I am a huge fan of Naoki Urasawa and consider him among the greatest contemporary manga creators out there. That’s right – not just a writer or an artist, a creator. He writes and draws, and it’s tough for me to say what he does better. The first Urasawa creation I read was a series called Monster, a psychological thriller set in Western Europe, an 18 volume joyride that I blazed through in one weekend. Early this year, I picked up the full run of Pluto, Urasawa’s homage to one of the most beloved Astro Boy story lines that Osamu Tezuka ever created.

In terms of technique, Urasawa is as much removed from the style one comes to expect from a traditional manga artist as Satyajit Ray is removed from, say, Subhash Ghai. When I see his line-work, I am reminded of European masters – his figures in motion carry a bit of Herge, the inking brings to mind the polished assurance of Moebius; the Japanese influences on his style is reminiscent of Katsuhiro Otomo and Jiro Taniguchi, both of whom, not surprisingly, have been influenced by Moebius.
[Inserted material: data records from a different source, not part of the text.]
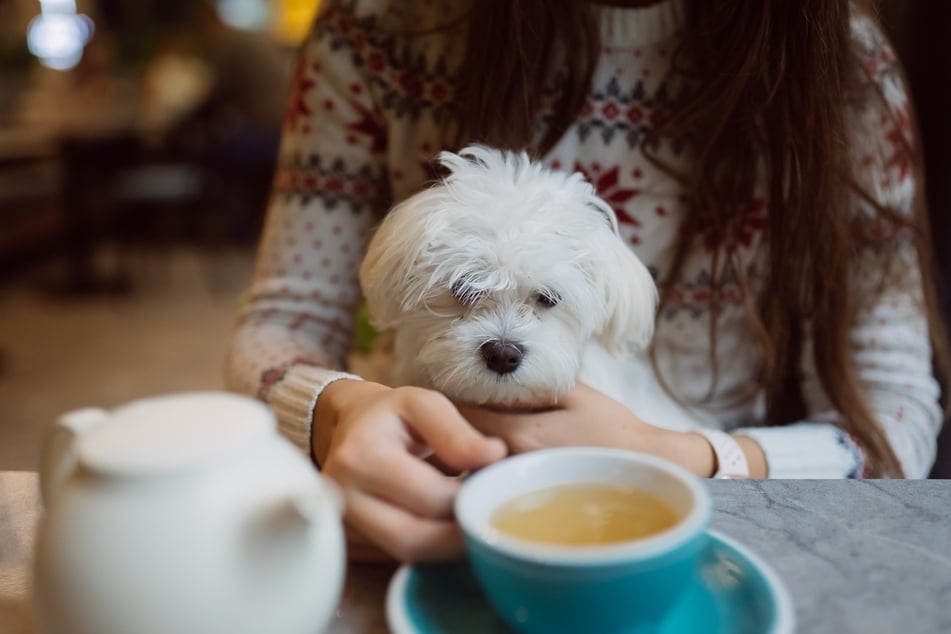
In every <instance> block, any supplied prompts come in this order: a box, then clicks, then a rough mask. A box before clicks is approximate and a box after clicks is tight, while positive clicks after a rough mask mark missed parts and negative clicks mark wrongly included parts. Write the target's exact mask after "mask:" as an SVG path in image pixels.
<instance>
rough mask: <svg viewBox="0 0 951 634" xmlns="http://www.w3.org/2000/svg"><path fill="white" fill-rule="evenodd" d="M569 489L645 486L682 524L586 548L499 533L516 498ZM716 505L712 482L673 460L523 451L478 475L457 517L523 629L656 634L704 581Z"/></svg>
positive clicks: (507, 610) (475, 556)
mask: <svg viewBox="0 0 951 634" xmlns="http://www.w3.org/2000/svg"><path fill="white" fill-rule="evenodd" d="M568 484H611V485H623V486H629V487H633V488H636V489H640V490H642V491H646V492H648V493H652V494H654V495H656V496H657V497H659V498H661V499H662V500H664V501H665V502H666V503H667V504H668V505H669V506H670V507H671V508H672V510H673V511H674V513H675V515H676V516H677V518H678V519H677V521H676V523H675V524H674V525H673V526H672V527H670V528H668V529H666V530H664V531H662V532H659V533H655V534H653V535H650V536H647V537H643V538H635V539H632V540H630V541H622V542H615V543H610V544H599V545H582V546H563V545H553V544H546V543H542V542H536V541H531V540H527V539H521V538H517V537H513V536H511V535H508V534H506V533H502V532H500V531H499V530H498V529H496V528H495V527H494V526H493V524H492V517H493V515H494V514H495V512H496V511H497V510H498V509H499V507H500V506H502V505H503V504H505V503H506V502H508V501H509V500H512V499H514V498H516V497H519V496H522V495H525V494H528V493H532V492H534V491H539V490H542V489H548V488H551V487H556V486H560V485H568ZM712 506H713V505H712V502H711V500H710V495H709V492H708V491H707V488H706V486H705V485H704V483H703V481H702V480H701V479H700V478H698V477H696V476H694V475H693V474H691V473H690V472H688V471H687V470H685V469H683V468H682V467H679V466H678V465H675V464H673V463H671V462H668V461H666V460H662V459H660V458H656V457H654V456H649V455H646V454H641V453H636V452H632V451H624V450H618V449H604V448H596V447H570V448H559V449H545V450H541V451H535V452H531V453H527V454H522V455H520V456H516V457H513V458H508V459H505V460H502V461H500V462H498V463H496V464H494V465H491V466H489V467H487V468H485V469H483V470H481V471H479V472H477V473H475V474H474V475H471V476H470V477H469V478H467V479H466V481H465V484H464V485H463V487H462V490H461V491H460V493H459V495H458V497H457V498H456V503H455V512H456V518H457V520H458V521H459V524H460V526H461V527H462V531H463V535H464V537H465V543H466V551H467V556H468V558H469V562H470V565H471V567H472V569H473V571H474V573H475V576H476V579H477V581H478V583H479V585H480V586H481V588H482V590H483V592H484V593H485V595H486V598H487V599H488V600H489V603H491V605H492V606H493V608H494V609H495V610H496V612H497V613H498V614H499V615H500V616H501V617H502V618H503V619H504V620H505V621H506V622H507V623H508V624H509V625H510V626H511V627H512V628H513V629H515V630H516V631H518V632H525V633H529V634H534V633H539V634H541V633H544V634H559V633H566V634H567V633H571V634H577V633H579V632H597V633H598V634H621V633H624V634H642V633H645V634H646V633H647V632H652V631H654V630H655V629H656V628H657V627H658V626H659V624H660V623H661V621H662V620H663V618H664V616H665V615H667V614H668V613H669V612H670V611H671V610H672V609H673V608H674V607H675V605H676V603H677V601H678V599H679V598H680V597H681V595H682V594H683V592H684V591H685V590H686V589H687V587H688V585H689V583H690V580H691V579H692V578H694V577H695V575H696V571H697V568H698V566H699V561H700V555H701V553H702V552H703V550H704V548H705V547H706V544H707V541H706V540H707V539H708V536H707V528H708V527H709V523H710V517H711V514H712ZM579 512H582V511H581V509H579Z"/></svg>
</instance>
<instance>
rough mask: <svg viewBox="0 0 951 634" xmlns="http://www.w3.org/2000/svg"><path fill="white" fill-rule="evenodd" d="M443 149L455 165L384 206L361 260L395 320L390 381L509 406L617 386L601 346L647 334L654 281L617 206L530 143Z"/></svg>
mask: <svg viewBox="0 0 951 634" xmlns="http://www.w3.org/2000/svg"><path fill="white" fill-rule="evenodd" d="M439 161H440V163H441V164H442V166H443V167H444V168H446V169H447V170H448V172H449V174H448V175H447V176H446V177H445V178H443V179H442V180H440V181H439V182H438V183H437V184H435V185H434V186H432V187H430V188H428V189H426V190H424V191H421V192H419V193H417V194H415V195H414V196H412V197H410V198H408V199H407V200H406V201H405V202H403V203H401V204H399V205H398V206H396V207H395V208H394V209H393V210H392V211H391V212H390V213H389V214H388V215H387V216H386V218H385V219H384V220H383V222H382V223H381V224H380V226H379V228H378V229H377V231H376V233H375V234H374V236H373V238H372V240H371V242H370V244H369V247H368V250H367V254H366V257H365V259H364V262H363V264H362V266H361V269H360V280H361V285H362V287H363V292H364V296H365V297H366V301H367V306H368V308H369V311H370V315H371V318H372V320H373V323H374V325H375V326H376V327H377V328H378V329H380V330H381V331H392V335H393V347H394V349H393V354H394V357H395V365H394V367H393V369H392V370H393V372H394V375H393V376H392V377H390V379H389V380H390V384H391V385H417V386H421V387H427V388H432V389H435V390H438V391H440V392H443V393H444V394H446V395H447V396H448V397H450V398H451V399H453V400H456V401H460V402H465V403H470V404H475V405H486V406H490V407H496V408H504V409H536V408H543V407H548V406H551V405H553V404H555V403H556V402H557V400H558V398H559V396H561V395H562V394H564V393H565V392H566V391H567V390H569V389H570V388H572V387H573V386H574V385H575V383H576V382H577V381H578V380H579V379H580V380H582V381H585V382H586V383H589V384H591V385H592V386H593V387H595V388H596V389H601V390H602V391H604V392H606V393H608V394H609V395H613V396H616V397H618V398H623V396H624V392H625V389H626V388H624V386H619V387H615V388H612V387H611V386H610V385H608V383H610V375H612V374H614V373H613V372H612V371H610V370H605V368H609V366H610V364H609V363H608V361H607V360H608V359H610V358H611V355H614V356H616V357H623V356H625V355H627V354H628V353H630V352H632V351H636V350H638V349H640V348H643V347H644V346H645V345H646V344H647V343H648V342H649V340H650V338H651V335H652V333H653V328H654V312H655V309H656V304H657V291H656V288H655V286H654V281H653V279H652V278H651V275H650V273H649V272H648V270H647V268H646V267H645V266H644V265H643V264H642V263H641V261H640V260H638V259H637V257H636V256H635V255H634V253H633V252H632V251H631V249H630V248H629V247H628V246H627V245H626V244H625V243H624V241H623V240H622V239H621V238H620V237H619V236H618V223H617V218H616V217H615V215H614V212H613V210H612V209H611V207H610V206H609V205H608V204H607V203H606V202H605V201H603V200H602V199H600V198H599V197H598V196H597V194H596V193H595V190H594V188H593V187H592V186H591V185H590V184H589V183H587V182H586V181H585V180H583V178H582V176H581V175H580V174H577V173H576V174H568V173H563V172H558V171H553V170H549V169H546V168H544V167H543V166H542V165H541V164H539V163H536V162H532V161H531V160H529V158H528V156H527V155H526V154H524V153H521V154H516V153H509V152H500V151H497V150H493V149H490V148H487V147H484V146H470V147H467V148H465V149H464V150H462V151H461V152H460V153H459V154H452V153H449V152H443V153H441V154H440V155H439ZM629 387H630V386H628V388H629ZM623 400H626V399H623Z"/></svg>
Urasawa’s work therefore becomes a perfect gateway work to people who ‘mistrust’ manga. I use the term ‘mistrust’ because that seems to be the perfect term to describe the reactions that general comicbook fans have whenever manga comes under discussion – Naruto and Bleach seem to be the eye-roll-inducing standards against which all manga is judged, there are references to bug eyes and fetishization of prepubescent females, and of course, the eternal ‘you have to read it the wrong way’. Except for the last, which is something akin to insulting a language just because it does not sound like yours, Urasawa’s work defies conventional classification. No, it’s not art-house, highbrow literature that tries to batter you with it’s own sense of self-importance nor is it commercial franchise-building content.
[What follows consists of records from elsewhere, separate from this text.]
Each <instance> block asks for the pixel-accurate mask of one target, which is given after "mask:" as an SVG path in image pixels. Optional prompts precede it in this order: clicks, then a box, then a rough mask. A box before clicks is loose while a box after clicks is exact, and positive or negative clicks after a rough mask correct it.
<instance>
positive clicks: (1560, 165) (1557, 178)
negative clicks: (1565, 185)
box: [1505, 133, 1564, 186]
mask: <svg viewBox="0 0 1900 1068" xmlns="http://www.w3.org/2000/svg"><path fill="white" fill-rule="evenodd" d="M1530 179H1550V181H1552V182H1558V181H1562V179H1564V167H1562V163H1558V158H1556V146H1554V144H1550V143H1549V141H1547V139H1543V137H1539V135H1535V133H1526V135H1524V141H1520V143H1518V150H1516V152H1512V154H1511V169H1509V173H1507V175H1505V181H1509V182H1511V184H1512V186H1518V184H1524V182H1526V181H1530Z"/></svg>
Monster had its moments of storytelling naïveté, but it was a thriller comic done right, told exactly the way its creator wanted to. I made the mistake of slotting Pluto, when I first heard of it, as fan- fiction that would only make complete sense if I had the sense of nostalgia attached to the original Tezuka story as its intended audience. I was wrong. Sure, the second reading of Pluto, after I tracked down Astro Boy  vol 3 and read the 149-page ‘greatest robot on earth’ kind of helped me appreciate the choices that Urasawa’s homage made in course of its 8 volumes, the artistic licenses. It actually helped me take in the level of audacity of this fan, this guy who dared to remake something that had resonated in his childhood into something that unmakes nostalgia. I do not want to think of how much he must have internalized the original story to come up with something like this.
Why did it take me so long to get to 20th Century Boys, then? Because as is expected of output that maintains a high level of quality, there is only so much of it out there. Well, there is early Urasawa, such as Pineapple Express, published in every other language but English, but scanlations are not encouraging. His early work reminds me more of Toriyama, more cartoony than I would expect. I am not aware of what he’s doing right now, but there are only 22 volumes of Urasawa-output available for me to read, and I sure as hell did not want to squander those the weekend after I finished Pluto.
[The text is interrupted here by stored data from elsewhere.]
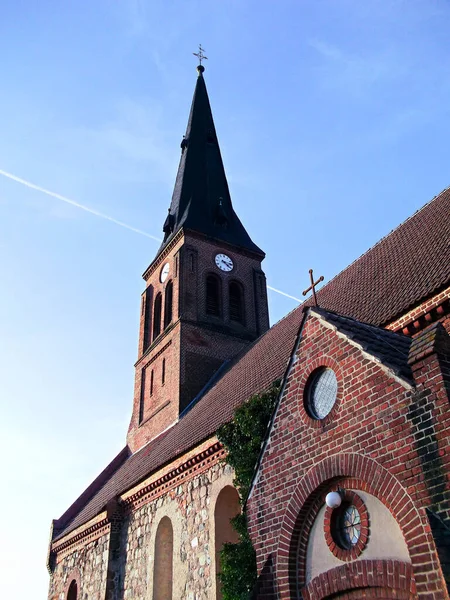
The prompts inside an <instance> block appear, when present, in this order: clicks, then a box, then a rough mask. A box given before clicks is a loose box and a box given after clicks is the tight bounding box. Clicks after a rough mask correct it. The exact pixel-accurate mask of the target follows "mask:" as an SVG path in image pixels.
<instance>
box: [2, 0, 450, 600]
mask: <svg viewBox="0 0 450 600" xmlns="http://www.w3.org/2000/svg"><path fill="white" fill-rule="evenodd" d="M449 26H450V5H449V3H448V2H447V1H444V0H378V1H375V0H365V1H364V2H361V1H359V0H358V1H357V0H314V1H307V0H292V1H288V0H277V2H275V1H268V0H258V1H256V0H222V1H221V2H211V1H209V2H206V1H203V0H198V1H194V0H188V1H182V0H176V1H175V0H164V1H159V0H153V1H150V0H148V1H146V0H117V1H116V2H111V1H110V0H108V1H107V0H94V1H93V2H88V1H87V0H80V1H77V2H64V3H62V2H56V1H55V0H54V1H49V0H42V1H41V2H39V3H36V2H32V1H31V0H21V1H20V2H13V1H12V0H5V2H4V3H3V5H2V18H1V22H0V52H1V55H2V58H3V60H2V84H1V86H0V170H1V171H2V172H6V173H11V174H13V175H16V176H18V177H20V178H22V179H23V180H25V181H29V182H32V183H34V184H36V185H38V186H41V187H42V188H45V189H47V190H50V191H52V192H55V193H56V194H60V195H62V196H65V197H67V198H69V199H72V200H74V201H75V202H78V203H81V204H83V205H85V206H87V207H90V208H91V209H93V210H95V211H99V212H101V213H103V214H105V215H108V216H110V217H112V218H114V219H116V220H119V221H121V222H124V223H126V224H128V225H130V226H131V227H134V228H136V229H139V230H142V231H144V232H146V233H148V234H150V236H155V237H160V235H161V227H162V223H163V221H164V218H165V215H166V212H167V207H168V205H169V202H170V197H171V192H172V187H173V183H174V179H175V173H176V168H177V163H178V159H179V152H180V150H179V143H180V140H181V137H182V134H183V133H184V129H185V126H186V122H187V116H188V112H189V106H190V102H191V98H192V93H193V89H194V85H195V78H196V72H195V64H196V61H195V58H194V57H193V56H192V52H194V51H195V50H196V48H197V45H198V43H199V42H201V43H202V45H203V46H204V48H205V49H206V54H207V56H208V57H209V60H208V61H206V68H207V70H206V73H205V79H206V82H207V86H208V91H209V95H210V100H211V104H212V108H213V113H214V117H215V122H216V128H217V132H218V136H219V141H220V144H221V148H222V154H223V158H224V162H225V168H226V171H227V175H228V178H229V184H230V188H231V194H232V198H233V202H234V206H235V209H236V211H237V212H238V214H239V216H240V218H241V220H242V221H243V223H244V224H245V225H246V227H247V229H248V231H249V232H250V234H251V236H252V238H253V239H254V241H255V242H256V243H257V244H258V245H259V246H260V247H262V248H263V249H264V250H265V251H266V253H267V258H266V260H265V262H264V268H265V271H266V275H267V279H268V282H269V284H270V285H271V286H273V287H275V288H278V289H280V290H282V291H284V292H286V293H288V294H291V295H293V296H297V297H299V296H300V295H301V290H302V289H304V288H305V287H306V286H307V284H308V269H309V268H311V267H313V268H314V270H315V273H316V274H317V275H324V276H325V279H326V280H329V279H330V278H331V277H332V276H334V275H335V274H336V273H338V272H339V271H340V270H341V269H343V268H344V267H345V266H346V265H347V264H349V263H350V262H351V261H353V260H354V259H356V258H357V257H358V256H359V255H360V254H361V253H363V252H364V251H365V250H367V249H368V248H369V247H370V246H371V245H373V244H374V243H376V242H377V240H378V239H380V237H382V236H383V235H386V234H387V233H388V232H389V231H390V230H391V229H392V228H394V227H395V226H397V225H398V224H399V223H400V222H401V221H403V220H404V219H405V218H407V217H408V216H409V215H410V214H412V213H413V212H414V211H415V210H417V209H418V208H420V207H421V206H422V205H423V204H424V203H425V202H427V201H428V200H430V199H431V198H432V197H433V196H434V195H436V194H438V193H439V192H440V191H441V190H442V189H443V188H445V187H447V186H448V185H449V184H450V177H449V172H448V141H447V140H448V139H449V134H450V125H449V111H450V108H449V107H450V103H449V96H450V60H449V52H450V41H449V37H448V31H449ZM157 247H158V244H157V242H156V241H154V240H153V239H151V237H146V236H144V235H141V234H139V233H136V232H133V231H131V230H128V229H125V228H123V227H121V226H119V225H117V224H115V223H113V222H111V221H107V220H105V219H102V218H99V217H98V216H95V215H94V214H89V213H87V212H85V211H83V210H81V209H80V208H77V207H76V206H71V205H69V204H67V203H65V202H63V201H62V200H61V199H58V198H56V197H51V196H49V195H46V194H44V193H42V192H39V191H37V190H34V189H31V188H29V187H27V186H25V185H24V184H22V183H18V182H17V181H14V180H12V179H10V178H8V177H7V176H5V175H4V174H0V276H1V282H2V285H1V288H0V289H1V290H2V293H1V294H0V315H1V316H0V359H1V360H0V409H1V415H2V418H1V420H0V451H1V456H2V490H3V493H2V494H1V500H0V502H1V504H2V514H3V515H4V516H5V517H6V518H5V519H4V523H3V526H2V533H3V536H2V537H3V544H2V545H1V546H0V564H2V567H3V572H4V573H7V574H8V576H3V577H2V578H1V580H0V597H2V598H14V599H22V598H29V597H30V595H33V596H35V597H45V594H46V590H47V585H48V575H47V573H46V569H45V559H46V552H47V542H48V534H49V527H50V522H51V519H52V518H54V517H55V518H56V517H59V516H60V514H61V513H62V512H63V511H64V510H65V509H66V508H67V506H68V505H69V504H70V503H71V502H72V501H73V500H74V499H75V498H76V496H77V495H78V494H79V493H80V492H81V491H82V490H83V489H84V488H85V487H86V485H87V484H89V482H90V481H91V480H92V478H93V477H94V476H95V475H96V474H97V473H98V472H99V471H100V470H101V469H102V468H103V467H104V466H105V465H106V463H107V462H109V460H110V459H111V458H112V457H113V456H114V454H115V453H116V452H117V451H119V450H120V448H121V447H122V446H123V444H124V442H125V435H126V429H127V426H128V419H129V417H130V412H131V401H132V393H133V363H134V361H135V359H136V352H137V335H138V310H139V300H140V293H141V291H142V290H143V281H142V279H141V274H142V272H143V271H144V269H145V268H146V267H147V266H148V264H149V263H150V261H151V260H152V259H153V257H154V254H155V252H156V250H157ZM295 306H296V302H295V301H293V300H290V299H288V298H285V297H283V296H281V295H279V294H276V293H274V292H270V311H271V322H272V323H273V322H275V321H277V320H278V319H280V318H281V317H282V316H283V315H284V314H286V313H287V312H288V311H289V310H291V309H293V308H294V307H295Z"/></svg>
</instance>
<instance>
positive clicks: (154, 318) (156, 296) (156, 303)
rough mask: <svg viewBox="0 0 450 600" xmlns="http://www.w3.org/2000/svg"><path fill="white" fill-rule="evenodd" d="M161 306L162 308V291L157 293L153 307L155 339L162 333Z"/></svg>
mask: <svg viewBox="0 0 450 600" xmlns="http://www.w3.org/2000/svg"><path fill="white" fill-rule="evenodd" d="M161 308H162V295H161V293H159V294H157V295H156V298H155V304H154V307H153V339H155V338H156V337H158V335H159V334H160V333H161Z"/></svg>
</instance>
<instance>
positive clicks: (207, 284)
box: [206, 274, 222, 317]
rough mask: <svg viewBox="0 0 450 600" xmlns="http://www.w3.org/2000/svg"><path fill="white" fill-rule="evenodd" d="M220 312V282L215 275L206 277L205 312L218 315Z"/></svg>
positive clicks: (214, 315)
mask: <svg viewBox="0 0 450 600" xmlns="http://www.w3.org/2000/svg"><path fill="white" fill-rule="evenodd" d="M221 313H222V282H221V281H220V279H219V278H218V277H216V275H212V274H210V275H208V276H207V277H206V314H207V315H213V316H215V317H220V316H221Z"/></svg>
But it’s time now, and I’ve just finished the first volume, as the train that takes me back to Los Angeles passes through the Pacific coast. I pause from time to time and stare out of the window, taking in the sunshine that streams through. It’s a lovely day. As Urasawa jumps between 1969 and 1997, and I see childhood dreams and idealism flip to middle-aged resignation and ennui, I realize that I was only 10 years away from being a twentieth century boy myself.